Columbus Day Celebration Or Washington Redskins Condemnation? VA School Replaces History With ‘Equity’ Lecture

FAIRFAX COUNTY, Va. — Last Tuesday, teachers at Langley High School in northern Virginia, outside the nation’s capital, readied students for Monday’s Columbus Day federal holiday for 15th-century Italian explorer Christopher Columbus with a 17-slide PowerPoint presentation.

The only thing: It wasn’t a lesson about Columbus — only mentioning him three times in a fleeting way — but rather it was a deep dive into “equity and inclusion,” “Indigenous Rights & Identity in America,” “Appropriate Terminology” and the “racial discrimination and/or insensitivity” that Native Americans face today and “why that is commonplace in American society.”

While Columbus is most certainly a controversial historical figure for travels that became a precursor for empire building, the lesson’s intentional “pivot,” as the local school board calls it, underscores how it is that in the new racism of the “oppression matrix,” the stories of historical figures and immigrant groups deemed politically incorrect are erased not much different than social justice warriors argue the narratives of people, like Native Americans, have been erased in the teaching of history.

The solution is not to erase communities and people — like the Italian American community to whom Columbus is an important figure — but to provide fair and honest representations, which are very much available to youth.

The Langley High School curriculum, obtained by Independent Women’s Network and published here for the first time, was first taught at Langley High School after the local 12-0 Democratic members of the Fairfax County school board passed a motion on July 23, 2020, declaring: “As a community that values diversity, equity, inclusion, and history, Fairfax County Public Schools should pivot from acknowledging Columbus Day, and instead celebrate Indigenous People’s Day.”

The resolution came as the school board renamed schools, launched a war on merit at local Thomas Jefferson High School for Science and Technology targeting Asian students, and ignored the cries of parents to reopen schools.
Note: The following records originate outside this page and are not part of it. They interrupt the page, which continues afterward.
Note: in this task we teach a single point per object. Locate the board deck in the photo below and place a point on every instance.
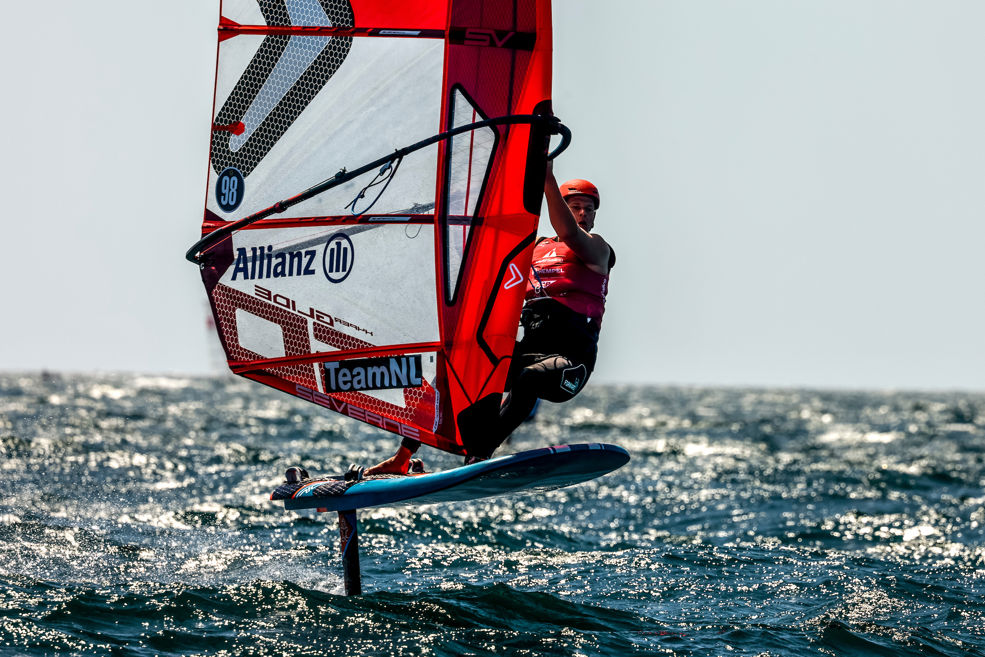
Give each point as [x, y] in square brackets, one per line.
[541, 469]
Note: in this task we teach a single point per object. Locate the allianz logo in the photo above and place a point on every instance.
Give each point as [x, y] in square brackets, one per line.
[262, 262]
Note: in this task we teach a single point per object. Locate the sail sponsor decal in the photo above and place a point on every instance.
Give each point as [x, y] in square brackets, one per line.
[373, 373]
[338, 258]
[264, 262]
[312, 313]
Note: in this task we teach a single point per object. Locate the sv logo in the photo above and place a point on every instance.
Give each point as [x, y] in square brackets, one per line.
[478, 36]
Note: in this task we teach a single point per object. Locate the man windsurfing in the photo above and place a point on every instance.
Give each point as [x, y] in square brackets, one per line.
[561, 317]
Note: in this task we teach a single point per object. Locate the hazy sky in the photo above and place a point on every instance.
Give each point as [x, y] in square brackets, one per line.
[794, 188]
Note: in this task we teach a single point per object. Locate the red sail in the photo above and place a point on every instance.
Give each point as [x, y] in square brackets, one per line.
[393, 298]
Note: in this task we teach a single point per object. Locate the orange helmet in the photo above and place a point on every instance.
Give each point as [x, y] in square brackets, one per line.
[579, 187]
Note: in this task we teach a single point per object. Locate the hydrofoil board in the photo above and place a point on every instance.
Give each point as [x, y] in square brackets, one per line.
[535, 470]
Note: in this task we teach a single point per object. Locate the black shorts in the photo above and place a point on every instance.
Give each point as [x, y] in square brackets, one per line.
[557, 354]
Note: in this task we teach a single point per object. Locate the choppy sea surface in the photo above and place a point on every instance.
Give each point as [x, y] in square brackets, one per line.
[135, 520]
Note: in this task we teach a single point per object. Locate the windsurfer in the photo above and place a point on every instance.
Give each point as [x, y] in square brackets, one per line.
[561, 318]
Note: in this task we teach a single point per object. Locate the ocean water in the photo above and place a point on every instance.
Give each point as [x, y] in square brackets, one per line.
[135, 520]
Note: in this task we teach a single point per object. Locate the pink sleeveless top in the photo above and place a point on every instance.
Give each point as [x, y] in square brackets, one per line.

It also emerged amid a wider movement, dating back over the past decade, to replace Columbus Day with Indigenous People’s Day.

The lesson at Langley reveals how the activist agenda has penetrated school curricula, in an effort launched a decade ago with school districts, like San Francisco, and organizations like the Southern Poverty Law Center. The lesson opens on slide three with the school’s “Statement of Acceptance,” “respecting each person’s unique identity, perspective, and learning style.” It quickly moves to a discussion about the words “Celebration” and “Honor/Honoring” and, indeed, pivots immediately to the school board’s 2020 manifesto to “pivot from acknowledging” Columbus Day.

Langley High School Columbu… by The Federalist

By slide eight, students watch a Ted-Ed video, “History v. Christopher Columbus,” of almost six minutes that casts Columbus as a “ruthless explorer,” in a fictional trial against Columbus that concludes his narrative as a “hero” must be understood today of him as a “villain.”

By slide 12, students are instructed: “Take a moment to reflect independently on the ways in which Native Americans are subject to racial discrimination and/or insensitivity and why that is commonplace in American society.”

The next moment, in slides 13 and 14, they are told to evaluate “Team Names and Mascots,” with images of the abandoned mascots of the previously named Cleveland Indians, Washington Redskins, and Florida State University Seminoles. After watching a short New York Times video, “Confronting Racist Objects,” teachers asked them: “If a mascot or team name is clearly offensive to a living cultural group, should it continue to be used? If yes, why? If no, what can be done to bring about change?”

By slide 15, students listened to a clip from a TedTalk by photographer Matika Wilbur, promoting an initiative, Project 562, “dedicated to photographing contemporary Native America.”

As a nation, we don’t have to erase history in order to teach it with accuracy and dignity for the people for whom the history means something important. That’s a lesson our children should get from the narratives of Native Americans to the legacy of Christopher Columbus.